One of the party’s most prominent Muslim politicians, Sayeeda Warsi, wrote in the Guardian on Wednesday that Johnson had used rightwing, “alt-right” language in criticising the appearance of the burqa, which she said contributed to a view that “Muslim women are fair game”.

“I refuse to accept that these phrases were some kind of mistake, and the offence inadvertent – Johnson is too intelligent and too calculating for that. No, this was all quite deliberate. His refusal to apologise supports that,” she said.

“He set out a liberal position, but he did it in a very alt-right way. This allowed him to dog-whistle: to say to particular elements of the party that he’s tough on Muslims. Yet again, he’s trying to have his cake and eat it.”

Ruth Davidson, the leader of the Scottish Conservatives, criticised the comments and said they had been calculated. “I think that this wasn’t an off-the-cuff slip, he wrote a column, he knew exactly what he was doing and I think it crossed from being provocative and starting a debate and actually it became rude and gratuitous,” she said.

“I think he should apologise for them. It doesn’t bode well, and we’ve seen it in the arguments and the debate over antisemitism in Labour, of how we’ve got to a point in 2018 where we’re supposed to be so much better at accepting and discussing and being open about different faiths, religions, backgrounds, social classes, all of these things, and actually we’ve become slightly even more siloed and treating them differently.”

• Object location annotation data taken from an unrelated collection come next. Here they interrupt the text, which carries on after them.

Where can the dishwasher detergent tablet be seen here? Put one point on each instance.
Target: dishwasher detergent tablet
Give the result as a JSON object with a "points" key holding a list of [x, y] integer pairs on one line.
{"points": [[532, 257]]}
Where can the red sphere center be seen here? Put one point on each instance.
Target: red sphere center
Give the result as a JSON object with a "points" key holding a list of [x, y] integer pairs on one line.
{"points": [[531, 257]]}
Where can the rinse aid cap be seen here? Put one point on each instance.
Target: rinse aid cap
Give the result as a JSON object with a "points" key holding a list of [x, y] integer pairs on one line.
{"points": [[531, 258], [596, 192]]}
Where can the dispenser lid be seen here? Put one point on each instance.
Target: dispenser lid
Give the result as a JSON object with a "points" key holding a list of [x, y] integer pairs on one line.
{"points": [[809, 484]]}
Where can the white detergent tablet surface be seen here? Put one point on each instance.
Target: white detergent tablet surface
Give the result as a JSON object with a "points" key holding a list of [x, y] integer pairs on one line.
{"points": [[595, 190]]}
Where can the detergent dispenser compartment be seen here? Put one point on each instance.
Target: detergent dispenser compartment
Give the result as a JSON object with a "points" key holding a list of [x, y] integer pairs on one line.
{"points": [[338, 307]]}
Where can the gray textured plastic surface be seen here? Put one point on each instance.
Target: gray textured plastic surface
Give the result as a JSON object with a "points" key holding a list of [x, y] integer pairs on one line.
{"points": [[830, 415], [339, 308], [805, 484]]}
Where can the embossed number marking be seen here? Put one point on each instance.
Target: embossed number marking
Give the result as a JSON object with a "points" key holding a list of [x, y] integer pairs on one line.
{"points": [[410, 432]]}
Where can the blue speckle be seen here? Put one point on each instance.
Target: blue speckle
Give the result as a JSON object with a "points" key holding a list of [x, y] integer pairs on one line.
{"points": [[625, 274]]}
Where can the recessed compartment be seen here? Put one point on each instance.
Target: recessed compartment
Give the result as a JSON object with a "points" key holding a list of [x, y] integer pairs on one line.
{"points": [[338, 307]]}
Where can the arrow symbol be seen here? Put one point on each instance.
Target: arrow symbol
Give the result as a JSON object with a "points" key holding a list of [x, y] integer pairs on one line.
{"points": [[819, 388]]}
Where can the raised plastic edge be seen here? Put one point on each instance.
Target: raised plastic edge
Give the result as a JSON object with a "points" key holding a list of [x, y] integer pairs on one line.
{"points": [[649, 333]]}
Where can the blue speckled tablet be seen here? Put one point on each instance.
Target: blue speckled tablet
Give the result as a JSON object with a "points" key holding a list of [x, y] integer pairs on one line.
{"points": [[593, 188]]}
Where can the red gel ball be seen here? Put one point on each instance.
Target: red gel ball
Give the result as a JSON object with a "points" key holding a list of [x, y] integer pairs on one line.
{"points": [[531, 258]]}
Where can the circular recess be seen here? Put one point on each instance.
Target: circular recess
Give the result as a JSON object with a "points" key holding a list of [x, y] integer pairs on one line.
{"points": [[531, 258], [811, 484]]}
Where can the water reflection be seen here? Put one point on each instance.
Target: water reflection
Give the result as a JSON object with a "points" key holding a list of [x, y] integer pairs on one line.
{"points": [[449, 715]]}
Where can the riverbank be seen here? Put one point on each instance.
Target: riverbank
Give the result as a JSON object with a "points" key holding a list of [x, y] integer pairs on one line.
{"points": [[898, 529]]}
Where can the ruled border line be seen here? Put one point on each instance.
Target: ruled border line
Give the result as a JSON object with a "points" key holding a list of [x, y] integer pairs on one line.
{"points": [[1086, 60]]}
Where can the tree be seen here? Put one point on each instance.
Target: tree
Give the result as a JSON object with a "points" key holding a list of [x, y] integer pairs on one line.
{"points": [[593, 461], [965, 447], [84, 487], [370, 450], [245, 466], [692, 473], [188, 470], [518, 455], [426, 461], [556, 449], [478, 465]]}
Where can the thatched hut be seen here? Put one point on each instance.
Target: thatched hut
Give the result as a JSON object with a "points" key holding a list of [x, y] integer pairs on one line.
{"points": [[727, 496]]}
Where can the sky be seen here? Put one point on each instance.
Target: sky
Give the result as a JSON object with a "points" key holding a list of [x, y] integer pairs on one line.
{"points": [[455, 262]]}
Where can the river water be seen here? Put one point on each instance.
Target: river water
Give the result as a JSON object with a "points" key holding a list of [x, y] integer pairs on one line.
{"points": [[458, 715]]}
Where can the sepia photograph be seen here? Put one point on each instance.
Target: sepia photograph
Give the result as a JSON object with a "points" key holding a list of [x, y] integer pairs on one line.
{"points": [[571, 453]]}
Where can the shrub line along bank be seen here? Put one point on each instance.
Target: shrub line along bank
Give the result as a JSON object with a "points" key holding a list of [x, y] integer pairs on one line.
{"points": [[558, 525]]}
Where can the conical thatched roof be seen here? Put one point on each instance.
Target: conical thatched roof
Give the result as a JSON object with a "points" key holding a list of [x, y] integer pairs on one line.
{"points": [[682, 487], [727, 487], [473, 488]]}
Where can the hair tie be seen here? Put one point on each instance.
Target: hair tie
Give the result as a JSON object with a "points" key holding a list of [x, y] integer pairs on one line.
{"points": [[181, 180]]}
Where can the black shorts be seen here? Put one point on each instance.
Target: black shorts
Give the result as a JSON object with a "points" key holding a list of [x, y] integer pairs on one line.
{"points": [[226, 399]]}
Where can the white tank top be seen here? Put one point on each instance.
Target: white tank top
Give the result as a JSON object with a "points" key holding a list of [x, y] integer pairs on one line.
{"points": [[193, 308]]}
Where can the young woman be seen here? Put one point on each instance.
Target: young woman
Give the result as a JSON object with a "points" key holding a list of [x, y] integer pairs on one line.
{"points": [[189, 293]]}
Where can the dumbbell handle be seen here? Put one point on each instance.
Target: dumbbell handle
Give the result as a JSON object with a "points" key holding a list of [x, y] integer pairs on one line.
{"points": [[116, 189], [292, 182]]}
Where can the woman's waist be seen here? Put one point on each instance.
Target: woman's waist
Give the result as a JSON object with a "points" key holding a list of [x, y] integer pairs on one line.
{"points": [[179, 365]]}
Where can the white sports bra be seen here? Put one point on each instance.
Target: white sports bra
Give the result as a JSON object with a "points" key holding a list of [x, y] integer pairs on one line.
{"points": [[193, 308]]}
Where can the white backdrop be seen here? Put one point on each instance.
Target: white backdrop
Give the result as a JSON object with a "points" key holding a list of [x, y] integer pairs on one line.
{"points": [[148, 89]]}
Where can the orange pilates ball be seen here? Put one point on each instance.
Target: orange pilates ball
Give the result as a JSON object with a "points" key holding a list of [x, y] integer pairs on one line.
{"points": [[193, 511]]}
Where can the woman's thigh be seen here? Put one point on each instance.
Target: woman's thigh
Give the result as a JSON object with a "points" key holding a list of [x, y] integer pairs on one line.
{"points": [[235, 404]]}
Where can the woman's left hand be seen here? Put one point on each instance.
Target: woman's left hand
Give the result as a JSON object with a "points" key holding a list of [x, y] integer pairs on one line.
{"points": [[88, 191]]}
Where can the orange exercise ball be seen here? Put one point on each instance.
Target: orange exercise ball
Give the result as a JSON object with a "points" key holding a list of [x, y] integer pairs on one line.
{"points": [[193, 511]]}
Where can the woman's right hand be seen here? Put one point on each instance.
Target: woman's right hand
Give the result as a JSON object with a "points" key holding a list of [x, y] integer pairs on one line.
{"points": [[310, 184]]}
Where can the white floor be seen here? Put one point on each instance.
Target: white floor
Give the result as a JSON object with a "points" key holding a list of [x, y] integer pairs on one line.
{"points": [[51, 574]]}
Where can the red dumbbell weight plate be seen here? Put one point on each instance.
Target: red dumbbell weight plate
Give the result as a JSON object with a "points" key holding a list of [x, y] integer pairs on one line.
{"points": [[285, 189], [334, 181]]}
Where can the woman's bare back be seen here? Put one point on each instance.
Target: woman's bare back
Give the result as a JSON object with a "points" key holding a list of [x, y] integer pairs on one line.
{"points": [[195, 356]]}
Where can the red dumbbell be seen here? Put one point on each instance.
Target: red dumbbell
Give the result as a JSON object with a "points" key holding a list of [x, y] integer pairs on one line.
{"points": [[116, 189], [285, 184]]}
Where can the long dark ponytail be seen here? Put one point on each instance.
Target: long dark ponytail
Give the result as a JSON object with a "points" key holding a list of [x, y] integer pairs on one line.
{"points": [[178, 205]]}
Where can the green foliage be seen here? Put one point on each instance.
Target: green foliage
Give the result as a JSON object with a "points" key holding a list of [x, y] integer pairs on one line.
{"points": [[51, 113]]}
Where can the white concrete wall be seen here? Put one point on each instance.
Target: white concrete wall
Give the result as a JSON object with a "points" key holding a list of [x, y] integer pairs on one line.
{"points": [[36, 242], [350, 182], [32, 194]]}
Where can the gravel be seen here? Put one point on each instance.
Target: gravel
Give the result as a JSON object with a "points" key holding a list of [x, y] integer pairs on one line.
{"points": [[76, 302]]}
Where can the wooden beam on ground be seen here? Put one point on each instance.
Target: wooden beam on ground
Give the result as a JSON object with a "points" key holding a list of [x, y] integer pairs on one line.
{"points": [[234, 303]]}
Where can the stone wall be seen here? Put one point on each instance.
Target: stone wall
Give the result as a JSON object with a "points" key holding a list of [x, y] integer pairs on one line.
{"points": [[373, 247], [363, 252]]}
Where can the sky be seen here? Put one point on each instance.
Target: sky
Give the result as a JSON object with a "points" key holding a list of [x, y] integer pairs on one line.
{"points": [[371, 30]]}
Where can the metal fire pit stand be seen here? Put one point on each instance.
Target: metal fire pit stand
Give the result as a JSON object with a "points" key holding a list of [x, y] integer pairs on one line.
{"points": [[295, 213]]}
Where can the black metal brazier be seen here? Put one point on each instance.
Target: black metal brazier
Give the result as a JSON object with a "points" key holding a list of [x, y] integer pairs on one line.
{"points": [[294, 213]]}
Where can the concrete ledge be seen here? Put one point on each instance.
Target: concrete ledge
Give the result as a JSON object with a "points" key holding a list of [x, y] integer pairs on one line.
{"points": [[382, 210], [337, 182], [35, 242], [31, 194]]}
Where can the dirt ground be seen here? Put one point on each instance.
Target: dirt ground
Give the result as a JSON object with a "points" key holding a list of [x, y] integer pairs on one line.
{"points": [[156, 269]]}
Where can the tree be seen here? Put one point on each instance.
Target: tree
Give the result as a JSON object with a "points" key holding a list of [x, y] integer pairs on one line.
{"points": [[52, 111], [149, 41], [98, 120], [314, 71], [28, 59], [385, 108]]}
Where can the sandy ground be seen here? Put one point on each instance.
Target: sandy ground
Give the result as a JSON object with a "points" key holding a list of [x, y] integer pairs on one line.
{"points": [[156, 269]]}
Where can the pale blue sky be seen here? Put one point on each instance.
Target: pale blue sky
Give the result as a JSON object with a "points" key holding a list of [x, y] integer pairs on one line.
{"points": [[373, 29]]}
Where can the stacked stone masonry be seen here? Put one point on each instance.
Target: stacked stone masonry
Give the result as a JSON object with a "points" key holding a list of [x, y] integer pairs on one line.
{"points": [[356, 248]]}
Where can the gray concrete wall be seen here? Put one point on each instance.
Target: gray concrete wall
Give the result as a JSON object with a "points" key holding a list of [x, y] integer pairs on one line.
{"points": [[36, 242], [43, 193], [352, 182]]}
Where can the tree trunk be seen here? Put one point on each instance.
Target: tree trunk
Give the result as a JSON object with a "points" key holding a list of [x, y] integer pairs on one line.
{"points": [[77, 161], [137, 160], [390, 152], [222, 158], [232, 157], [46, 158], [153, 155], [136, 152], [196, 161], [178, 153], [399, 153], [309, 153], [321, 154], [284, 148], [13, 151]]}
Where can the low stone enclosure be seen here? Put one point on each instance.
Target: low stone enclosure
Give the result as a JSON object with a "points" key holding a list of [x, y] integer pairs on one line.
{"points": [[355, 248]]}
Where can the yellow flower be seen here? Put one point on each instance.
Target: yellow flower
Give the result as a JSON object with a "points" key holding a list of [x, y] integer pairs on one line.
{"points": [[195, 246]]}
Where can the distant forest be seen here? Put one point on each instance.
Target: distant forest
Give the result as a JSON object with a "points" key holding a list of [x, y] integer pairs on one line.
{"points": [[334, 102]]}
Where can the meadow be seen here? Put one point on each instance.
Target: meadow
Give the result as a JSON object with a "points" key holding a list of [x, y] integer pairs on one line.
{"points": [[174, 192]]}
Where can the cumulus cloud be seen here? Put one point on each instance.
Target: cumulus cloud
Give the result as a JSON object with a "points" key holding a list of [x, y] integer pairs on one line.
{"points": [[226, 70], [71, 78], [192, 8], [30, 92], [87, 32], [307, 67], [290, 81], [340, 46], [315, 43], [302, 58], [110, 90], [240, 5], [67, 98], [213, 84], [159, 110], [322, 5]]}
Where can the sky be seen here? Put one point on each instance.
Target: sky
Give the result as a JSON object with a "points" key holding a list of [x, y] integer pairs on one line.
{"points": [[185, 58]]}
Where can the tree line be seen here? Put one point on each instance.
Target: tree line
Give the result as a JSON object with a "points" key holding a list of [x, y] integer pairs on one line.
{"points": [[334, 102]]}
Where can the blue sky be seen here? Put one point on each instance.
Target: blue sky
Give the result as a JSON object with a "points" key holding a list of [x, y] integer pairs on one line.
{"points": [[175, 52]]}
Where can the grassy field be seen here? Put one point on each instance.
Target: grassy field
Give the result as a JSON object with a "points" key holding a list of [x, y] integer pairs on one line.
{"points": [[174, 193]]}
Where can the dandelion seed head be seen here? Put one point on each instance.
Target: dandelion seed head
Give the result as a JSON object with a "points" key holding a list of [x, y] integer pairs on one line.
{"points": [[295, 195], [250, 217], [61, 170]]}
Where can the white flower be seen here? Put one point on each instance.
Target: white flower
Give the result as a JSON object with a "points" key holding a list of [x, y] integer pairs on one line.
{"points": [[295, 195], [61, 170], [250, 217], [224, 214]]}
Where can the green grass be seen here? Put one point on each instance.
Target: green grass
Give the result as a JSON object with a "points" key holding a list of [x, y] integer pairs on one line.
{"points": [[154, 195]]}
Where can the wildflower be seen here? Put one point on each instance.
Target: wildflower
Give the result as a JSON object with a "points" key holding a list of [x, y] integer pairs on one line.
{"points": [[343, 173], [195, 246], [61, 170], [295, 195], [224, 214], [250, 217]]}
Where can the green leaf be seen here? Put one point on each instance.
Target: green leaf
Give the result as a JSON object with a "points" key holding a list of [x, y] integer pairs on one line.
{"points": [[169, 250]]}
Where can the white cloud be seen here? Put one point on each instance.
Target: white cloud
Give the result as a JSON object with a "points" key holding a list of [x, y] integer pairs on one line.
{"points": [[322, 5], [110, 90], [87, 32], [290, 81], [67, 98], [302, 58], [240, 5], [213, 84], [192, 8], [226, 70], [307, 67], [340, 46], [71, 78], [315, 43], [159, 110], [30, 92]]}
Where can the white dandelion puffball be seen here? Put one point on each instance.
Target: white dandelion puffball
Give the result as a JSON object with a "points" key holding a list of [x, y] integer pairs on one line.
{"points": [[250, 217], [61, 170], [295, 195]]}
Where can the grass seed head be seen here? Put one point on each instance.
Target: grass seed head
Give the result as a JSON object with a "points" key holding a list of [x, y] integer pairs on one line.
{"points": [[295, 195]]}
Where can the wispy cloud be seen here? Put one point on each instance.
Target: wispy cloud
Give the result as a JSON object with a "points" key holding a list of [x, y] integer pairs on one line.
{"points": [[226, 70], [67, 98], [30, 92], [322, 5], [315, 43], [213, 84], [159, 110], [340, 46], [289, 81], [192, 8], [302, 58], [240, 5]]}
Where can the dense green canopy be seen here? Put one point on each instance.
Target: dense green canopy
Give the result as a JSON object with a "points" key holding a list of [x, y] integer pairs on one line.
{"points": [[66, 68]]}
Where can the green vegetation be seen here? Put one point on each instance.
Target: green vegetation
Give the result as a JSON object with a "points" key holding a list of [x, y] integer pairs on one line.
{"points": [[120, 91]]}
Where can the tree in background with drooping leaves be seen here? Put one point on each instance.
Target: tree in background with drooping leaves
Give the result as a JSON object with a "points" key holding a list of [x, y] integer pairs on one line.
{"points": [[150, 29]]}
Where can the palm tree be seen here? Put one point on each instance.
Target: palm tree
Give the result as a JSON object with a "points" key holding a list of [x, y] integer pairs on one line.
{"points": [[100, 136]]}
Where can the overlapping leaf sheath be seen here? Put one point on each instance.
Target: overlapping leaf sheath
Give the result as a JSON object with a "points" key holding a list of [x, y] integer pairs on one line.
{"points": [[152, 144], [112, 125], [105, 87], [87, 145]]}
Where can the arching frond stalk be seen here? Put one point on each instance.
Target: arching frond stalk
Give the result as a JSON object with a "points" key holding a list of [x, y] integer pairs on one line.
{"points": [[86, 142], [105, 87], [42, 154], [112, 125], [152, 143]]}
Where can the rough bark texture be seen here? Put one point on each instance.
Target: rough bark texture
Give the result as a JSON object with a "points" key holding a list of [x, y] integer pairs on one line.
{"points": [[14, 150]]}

On Tuesday night, the Tory peer Mohamed Sheikh, founder of the Conservative Muslim Forum, said Johnson should have the whip withdrawn. Tory colleagues, including the MP Heidi Allen and the ministers Tobias Ellwood and Alistair Burt, have said he should apologise.

The culture secretary, Jeremy Wright, said Johnson should have chosen his language more carefully and that he was “sure on reflection” that he would want to reconsider the language he had used. Eric Pickles, a former Tory chairman, also said it would be “very sensible” for him to apologise.

Friends of Johnson have said the row is politically motivated, and that other MPs, including the former chancellor Ken Clarke, had made similar remarks comparing the burqa to a bag without similar reproach.

Conor Burns, Johnson’s former parliamentary private secretary, tweeted that colleagues criticising him had not read the piece in full.